Have y’all seen this show!? I hadn’t until last night, and then I watched about 3 hours of it. It comes on Tru TV and features Michael Carbonaro, an amazing magician and prankster. He pretends to be different regular people, like someone selling supplments or tea or a wildlife tour guide, and does crazy magic tricks to unsuspecting strangers. There are hidden cameras to capture their reaction and it is hilarious. It also makes me want to know HOW DOES HE DO IT!? I spent way too much time Googling “is the Carbonaro Effect show fake” last night, and have concluded it is pretty real.
I told y’all that my mom and sister visited last weekend because I got to try on my wedding dress! It was so much fun and I loved it even more than the first time I tried it on. Anyway, I was telling them how I am so slow at wedding planning and hate making decisions. Sarah Beth was like, “seriously, send me a list and I’ll get on it.” I am so excited to get married and for our wedding day but I don’t love communicating with vendors back and forth (I lose track of what’s going on) and most of all MAKING DECISIONS. I didn’t mind making choices about the venue, dress, and catering, because I care a lot about those things. Choosing our photographer was also easy, because we loved Sarah Beth and Cody’s so much we snagged her for our wedding, too! But when it comes to things like flowers and ceremony music, I have no idea where to start.
sneak peak from our engagement session with Olivia Suriano -she took this on her phone once we were done and I can’t wait to see them all!
For example, the florist asked me what I wanted the flowers to look like, and my answer was “I don’t know….pretty?” I have no clue. In contrast, Sarah Beth LOVES wedding planning and browsing vendors and has a total vision for how the day can look. Also, she just got married in case you forgot (which I doubt, I talked about it every day for forever), and her wedding was perfect. We have very similar taste—I told her that she could literally do everything and I would show up on wedding day and be thrilled! She does event planning at work and I know she would make a FAB wedding planner on her own one day.
I gave her a list to start with and said I would tackle what’s left over Christmas break, and I think she has made her way through most of it. It would have taken me 2 weeks to draft an email to a vendor and she did it in like 10 minutes this week. She’s awesome and I couldn’t be more thankful for her help. One thing I am excited about is our catering tasting next Wednesday! My mom and Chip’s mom are coming with us and it’s going to be fun and delicious.

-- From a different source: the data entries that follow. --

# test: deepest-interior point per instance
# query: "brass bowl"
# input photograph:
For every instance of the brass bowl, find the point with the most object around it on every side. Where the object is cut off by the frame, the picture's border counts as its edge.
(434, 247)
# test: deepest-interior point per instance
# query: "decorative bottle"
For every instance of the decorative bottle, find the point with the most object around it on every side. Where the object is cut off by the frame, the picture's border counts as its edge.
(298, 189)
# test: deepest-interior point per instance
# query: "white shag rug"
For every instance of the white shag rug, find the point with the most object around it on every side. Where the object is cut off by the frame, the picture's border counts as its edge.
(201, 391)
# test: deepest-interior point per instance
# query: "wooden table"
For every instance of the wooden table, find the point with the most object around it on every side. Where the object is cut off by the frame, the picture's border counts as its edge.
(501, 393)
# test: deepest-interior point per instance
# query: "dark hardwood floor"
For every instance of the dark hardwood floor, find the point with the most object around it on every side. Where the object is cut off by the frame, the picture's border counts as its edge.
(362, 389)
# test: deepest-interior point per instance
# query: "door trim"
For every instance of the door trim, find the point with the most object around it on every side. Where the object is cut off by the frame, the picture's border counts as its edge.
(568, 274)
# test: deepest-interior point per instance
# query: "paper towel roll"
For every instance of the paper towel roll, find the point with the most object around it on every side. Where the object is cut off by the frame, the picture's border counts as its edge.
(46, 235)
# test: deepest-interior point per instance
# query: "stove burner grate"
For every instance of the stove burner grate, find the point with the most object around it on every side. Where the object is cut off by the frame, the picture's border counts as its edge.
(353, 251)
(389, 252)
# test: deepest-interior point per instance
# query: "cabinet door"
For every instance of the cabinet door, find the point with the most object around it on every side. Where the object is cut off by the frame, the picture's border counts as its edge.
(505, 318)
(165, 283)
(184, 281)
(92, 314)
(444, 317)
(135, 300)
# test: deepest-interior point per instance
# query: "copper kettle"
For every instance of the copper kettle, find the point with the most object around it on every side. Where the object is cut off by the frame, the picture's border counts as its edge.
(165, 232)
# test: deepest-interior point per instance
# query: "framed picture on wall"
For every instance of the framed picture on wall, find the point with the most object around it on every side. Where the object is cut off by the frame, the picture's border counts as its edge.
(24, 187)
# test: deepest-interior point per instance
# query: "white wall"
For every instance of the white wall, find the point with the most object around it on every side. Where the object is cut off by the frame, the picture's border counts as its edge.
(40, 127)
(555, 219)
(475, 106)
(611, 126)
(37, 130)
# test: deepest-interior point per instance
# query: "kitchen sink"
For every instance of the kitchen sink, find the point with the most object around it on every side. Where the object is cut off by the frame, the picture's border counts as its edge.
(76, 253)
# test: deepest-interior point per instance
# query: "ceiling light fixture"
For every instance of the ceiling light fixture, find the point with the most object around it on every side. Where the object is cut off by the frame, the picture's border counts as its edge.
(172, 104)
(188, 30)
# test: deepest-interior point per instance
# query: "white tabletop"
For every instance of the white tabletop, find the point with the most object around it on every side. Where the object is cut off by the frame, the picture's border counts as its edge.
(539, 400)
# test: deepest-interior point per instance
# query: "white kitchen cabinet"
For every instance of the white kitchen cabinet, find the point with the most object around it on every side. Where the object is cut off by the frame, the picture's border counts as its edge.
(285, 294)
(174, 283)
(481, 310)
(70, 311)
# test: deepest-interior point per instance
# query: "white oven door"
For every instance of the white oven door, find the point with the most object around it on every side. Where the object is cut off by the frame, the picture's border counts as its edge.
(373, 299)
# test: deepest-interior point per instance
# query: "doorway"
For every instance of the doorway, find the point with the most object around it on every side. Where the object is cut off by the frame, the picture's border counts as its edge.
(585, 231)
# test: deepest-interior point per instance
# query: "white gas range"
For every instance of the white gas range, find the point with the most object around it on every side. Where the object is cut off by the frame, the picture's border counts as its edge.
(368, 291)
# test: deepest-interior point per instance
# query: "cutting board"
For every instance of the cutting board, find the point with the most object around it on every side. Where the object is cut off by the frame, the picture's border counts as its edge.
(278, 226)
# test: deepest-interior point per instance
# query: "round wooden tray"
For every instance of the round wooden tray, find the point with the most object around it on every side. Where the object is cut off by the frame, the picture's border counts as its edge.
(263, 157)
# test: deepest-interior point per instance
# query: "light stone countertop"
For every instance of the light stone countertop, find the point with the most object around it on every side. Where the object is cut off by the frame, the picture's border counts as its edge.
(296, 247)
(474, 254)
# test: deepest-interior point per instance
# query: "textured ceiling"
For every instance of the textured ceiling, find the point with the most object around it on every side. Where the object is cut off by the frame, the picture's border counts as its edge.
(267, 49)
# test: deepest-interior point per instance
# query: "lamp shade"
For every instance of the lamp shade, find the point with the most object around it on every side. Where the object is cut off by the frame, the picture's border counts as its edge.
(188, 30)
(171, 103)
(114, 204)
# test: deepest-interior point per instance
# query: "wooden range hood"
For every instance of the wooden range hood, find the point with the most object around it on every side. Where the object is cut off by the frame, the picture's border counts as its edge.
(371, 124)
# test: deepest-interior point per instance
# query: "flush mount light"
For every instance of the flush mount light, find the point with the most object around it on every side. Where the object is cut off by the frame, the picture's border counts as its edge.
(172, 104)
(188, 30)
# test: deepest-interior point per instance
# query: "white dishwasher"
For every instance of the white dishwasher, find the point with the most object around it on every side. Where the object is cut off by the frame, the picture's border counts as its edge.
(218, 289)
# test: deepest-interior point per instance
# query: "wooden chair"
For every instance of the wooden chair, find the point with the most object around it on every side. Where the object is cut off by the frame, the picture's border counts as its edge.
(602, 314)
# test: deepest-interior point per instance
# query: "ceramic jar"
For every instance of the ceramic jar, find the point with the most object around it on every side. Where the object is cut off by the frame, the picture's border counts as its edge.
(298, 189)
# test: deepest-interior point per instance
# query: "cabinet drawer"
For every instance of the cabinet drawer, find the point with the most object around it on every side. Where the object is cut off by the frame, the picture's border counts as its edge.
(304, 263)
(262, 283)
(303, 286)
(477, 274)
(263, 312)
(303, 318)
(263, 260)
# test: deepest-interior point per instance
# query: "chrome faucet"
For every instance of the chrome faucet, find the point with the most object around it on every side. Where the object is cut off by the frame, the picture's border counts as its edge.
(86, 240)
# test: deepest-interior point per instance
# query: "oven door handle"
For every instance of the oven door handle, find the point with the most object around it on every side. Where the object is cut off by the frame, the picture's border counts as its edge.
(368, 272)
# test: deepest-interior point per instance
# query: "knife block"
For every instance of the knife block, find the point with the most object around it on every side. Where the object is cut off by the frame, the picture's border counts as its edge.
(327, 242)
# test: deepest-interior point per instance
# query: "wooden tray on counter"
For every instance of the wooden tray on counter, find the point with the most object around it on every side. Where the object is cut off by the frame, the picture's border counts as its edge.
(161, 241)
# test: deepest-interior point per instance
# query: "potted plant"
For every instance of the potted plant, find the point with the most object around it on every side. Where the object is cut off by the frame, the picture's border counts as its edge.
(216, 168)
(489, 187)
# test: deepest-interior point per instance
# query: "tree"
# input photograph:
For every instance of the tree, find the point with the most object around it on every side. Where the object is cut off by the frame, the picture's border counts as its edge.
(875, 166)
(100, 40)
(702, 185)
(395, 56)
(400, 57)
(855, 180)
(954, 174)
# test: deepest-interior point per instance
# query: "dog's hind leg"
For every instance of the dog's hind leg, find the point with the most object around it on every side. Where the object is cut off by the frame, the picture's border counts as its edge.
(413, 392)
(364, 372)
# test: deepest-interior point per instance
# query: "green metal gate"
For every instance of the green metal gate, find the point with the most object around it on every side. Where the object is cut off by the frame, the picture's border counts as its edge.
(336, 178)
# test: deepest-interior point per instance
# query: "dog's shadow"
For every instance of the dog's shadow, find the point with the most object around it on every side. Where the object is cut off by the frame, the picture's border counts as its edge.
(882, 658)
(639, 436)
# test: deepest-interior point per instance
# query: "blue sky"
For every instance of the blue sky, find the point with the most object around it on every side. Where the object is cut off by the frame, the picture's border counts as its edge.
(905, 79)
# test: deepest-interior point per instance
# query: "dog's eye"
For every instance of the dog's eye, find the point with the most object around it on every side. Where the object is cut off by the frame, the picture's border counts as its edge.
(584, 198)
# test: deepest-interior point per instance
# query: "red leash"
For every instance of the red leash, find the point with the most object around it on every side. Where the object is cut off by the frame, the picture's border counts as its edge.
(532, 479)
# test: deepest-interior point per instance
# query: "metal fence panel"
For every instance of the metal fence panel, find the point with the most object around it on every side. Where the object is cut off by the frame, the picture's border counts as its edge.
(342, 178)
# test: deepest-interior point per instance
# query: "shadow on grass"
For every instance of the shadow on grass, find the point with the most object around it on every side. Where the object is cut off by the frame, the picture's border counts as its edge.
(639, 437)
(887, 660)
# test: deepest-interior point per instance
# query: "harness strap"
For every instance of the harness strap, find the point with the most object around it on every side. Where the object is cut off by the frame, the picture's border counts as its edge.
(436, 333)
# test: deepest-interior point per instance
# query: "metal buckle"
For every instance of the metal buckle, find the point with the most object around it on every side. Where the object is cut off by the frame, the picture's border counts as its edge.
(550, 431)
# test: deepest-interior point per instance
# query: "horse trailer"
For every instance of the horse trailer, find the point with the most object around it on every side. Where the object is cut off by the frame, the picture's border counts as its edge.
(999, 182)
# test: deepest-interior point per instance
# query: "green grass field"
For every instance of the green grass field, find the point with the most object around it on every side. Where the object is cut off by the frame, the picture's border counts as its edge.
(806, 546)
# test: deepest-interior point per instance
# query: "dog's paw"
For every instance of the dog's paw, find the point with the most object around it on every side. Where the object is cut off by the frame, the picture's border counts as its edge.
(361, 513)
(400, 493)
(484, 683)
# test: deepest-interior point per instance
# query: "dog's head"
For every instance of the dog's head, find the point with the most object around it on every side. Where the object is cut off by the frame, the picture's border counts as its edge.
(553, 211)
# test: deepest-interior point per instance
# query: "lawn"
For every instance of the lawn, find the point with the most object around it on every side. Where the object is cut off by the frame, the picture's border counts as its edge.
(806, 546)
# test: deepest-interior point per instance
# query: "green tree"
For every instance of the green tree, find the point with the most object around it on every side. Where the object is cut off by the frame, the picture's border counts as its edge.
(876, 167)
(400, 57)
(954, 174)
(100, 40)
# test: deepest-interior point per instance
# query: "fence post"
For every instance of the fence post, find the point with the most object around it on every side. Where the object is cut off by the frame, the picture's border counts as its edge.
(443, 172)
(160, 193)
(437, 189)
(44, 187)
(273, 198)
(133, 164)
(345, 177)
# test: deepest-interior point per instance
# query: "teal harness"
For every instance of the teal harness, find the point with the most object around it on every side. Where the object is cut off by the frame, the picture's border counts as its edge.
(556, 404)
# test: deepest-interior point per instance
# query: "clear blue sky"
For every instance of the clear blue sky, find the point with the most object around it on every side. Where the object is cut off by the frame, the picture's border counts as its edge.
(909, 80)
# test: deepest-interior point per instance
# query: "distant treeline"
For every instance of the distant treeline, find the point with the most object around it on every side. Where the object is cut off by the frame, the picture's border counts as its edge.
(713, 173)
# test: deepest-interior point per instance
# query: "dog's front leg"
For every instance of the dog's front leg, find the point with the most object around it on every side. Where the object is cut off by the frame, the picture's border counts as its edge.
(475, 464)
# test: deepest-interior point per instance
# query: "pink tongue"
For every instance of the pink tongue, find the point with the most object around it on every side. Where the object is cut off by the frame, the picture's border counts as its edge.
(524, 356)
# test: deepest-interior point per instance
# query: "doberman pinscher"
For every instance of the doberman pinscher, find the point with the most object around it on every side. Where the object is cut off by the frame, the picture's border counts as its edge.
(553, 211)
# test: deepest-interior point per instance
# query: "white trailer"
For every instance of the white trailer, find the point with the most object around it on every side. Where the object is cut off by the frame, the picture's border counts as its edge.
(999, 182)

Ok this might be a weird one, but I’m really excited about these new spices I got last weekend. When mom and Sarah Beth were here, we met up with Cody and his mom to shop. I was not interested in the clothes stores, then Cody’s mom mentioned there was a Savory Spice nearby and I was like YES LET’S GO NOW. I think mom and I smelled every spice in the store-don’t worry they had samples to smell lol.
I haven’t used the taco seasoning yet, but it smells amazing. We used the butcher’s rub on some chicken earlier this week and it elevated an otherwise boring chicken breast. I like chicken in other dishes, like pasta or curry or soup, but on it’s own it’s just ‘meh’ to me. This made it super yummy and I’m going to try to make a pot roast with it soon. Stay tuned!
My stomach is growling so I’m hitting publish then going to make a bowl of Ramen, which sounds perfect on this cold and sniffly day. Have a great weekend!